Peter is in a phase of crazed sensory seeking. He is constantly finding sticks, hangers, and papers (including important papers) to tap on. At times he’ll get a crazed look in his eyes, and will even go after his little brother to tap on the top of his head! (Luckily, the little guy is a fast dodger.) Needless to say, we are always on the lookout to find alternative ways to satisfy this mad sensory seeking.
A terrific occupational therapist named Susan Spitzer suggested we get Peter a body sock, a big stretchy breathable bag that Peter could hide inside and stretch his limbs for proprioceptive input. He loved it, but wouldn’t come out. So Belinda, his super intuitive ABA therapist, came up with a very cool game I want to share with you.
She had been doing a math lesson with him (counting by 5’s) when the sensory craze hit, and he dove into the body sock. So she had him tak e one end of the sock, and she took the other. They pulled tug of war back and forth as they took turns counting by 5’s. She made it cognitively very automatic and easy for Peter by counting the tens out loud so he only had to add 5 to each number she said out loud. So Belinda would pull and say 10, and Peter would pull and reply 15; then she would pull and say 20, and Peter would pull and reply 25,etc. They counted up to something like 300! as Peter enjoyed the game so much. Best of all, Peter’s sensory craving was satisfied by the end, so he came up to the table to work happily.

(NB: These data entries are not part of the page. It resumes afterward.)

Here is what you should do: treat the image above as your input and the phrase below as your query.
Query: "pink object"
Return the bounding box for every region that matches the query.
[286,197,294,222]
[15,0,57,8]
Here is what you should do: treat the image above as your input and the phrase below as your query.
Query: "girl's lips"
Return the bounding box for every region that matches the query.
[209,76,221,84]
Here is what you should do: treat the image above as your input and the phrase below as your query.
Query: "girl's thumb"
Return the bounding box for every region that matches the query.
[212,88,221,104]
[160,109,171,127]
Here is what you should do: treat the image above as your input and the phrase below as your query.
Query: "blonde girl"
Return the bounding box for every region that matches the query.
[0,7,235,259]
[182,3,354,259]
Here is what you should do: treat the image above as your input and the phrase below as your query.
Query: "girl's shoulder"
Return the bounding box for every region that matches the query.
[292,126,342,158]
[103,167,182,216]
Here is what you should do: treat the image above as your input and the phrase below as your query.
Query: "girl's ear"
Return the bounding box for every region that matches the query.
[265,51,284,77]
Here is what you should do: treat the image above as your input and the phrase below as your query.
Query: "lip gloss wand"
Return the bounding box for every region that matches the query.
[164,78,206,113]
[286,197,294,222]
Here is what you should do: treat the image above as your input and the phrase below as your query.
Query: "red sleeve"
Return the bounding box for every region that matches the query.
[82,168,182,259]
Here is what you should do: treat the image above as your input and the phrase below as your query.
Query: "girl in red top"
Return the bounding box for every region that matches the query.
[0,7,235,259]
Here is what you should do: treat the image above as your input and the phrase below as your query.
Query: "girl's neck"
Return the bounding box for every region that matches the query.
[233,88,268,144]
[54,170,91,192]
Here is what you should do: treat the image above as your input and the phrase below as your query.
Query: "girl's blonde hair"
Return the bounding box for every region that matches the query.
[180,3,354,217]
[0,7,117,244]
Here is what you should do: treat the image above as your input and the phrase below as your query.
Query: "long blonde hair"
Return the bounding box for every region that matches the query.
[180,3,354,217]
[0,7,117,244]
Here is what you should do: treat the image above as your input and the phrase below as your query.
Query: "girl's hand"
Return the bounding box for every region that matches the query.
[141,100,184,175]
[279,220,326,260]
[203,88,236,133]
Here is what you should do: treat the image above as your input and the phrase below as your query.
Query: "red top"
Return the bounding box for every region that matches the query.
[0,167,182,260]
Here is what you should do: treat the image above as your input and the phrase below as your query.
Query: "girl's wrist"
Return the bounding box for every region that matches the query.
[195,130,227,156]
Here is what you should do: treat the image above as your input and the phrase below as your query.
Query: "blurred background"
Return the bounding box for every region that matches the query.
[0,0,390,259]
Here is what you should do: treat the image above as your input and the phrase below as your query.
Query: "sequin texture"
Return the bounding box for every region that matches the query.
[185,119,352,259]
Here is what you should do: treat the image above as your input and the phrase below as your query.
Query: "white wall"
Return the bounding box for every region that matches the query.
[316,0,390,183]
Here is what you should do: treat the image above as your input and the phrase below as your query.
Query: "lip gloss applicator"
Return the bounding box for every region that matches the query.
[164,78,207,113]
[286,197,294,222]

The game is a good example of what Susan told us, “Try inserting a cognitive demand into the compulsion.” I speculate that that engages the frontal lobe which gradually takes overrides the sensory compulsion, especially as the sensory needs are being met. Managing this in the context of relationship, with the fun of pulling back and forth, engages affect which drives motivation. The result is a happy, regulated, connected kid with frontal lobes primed to learn some more!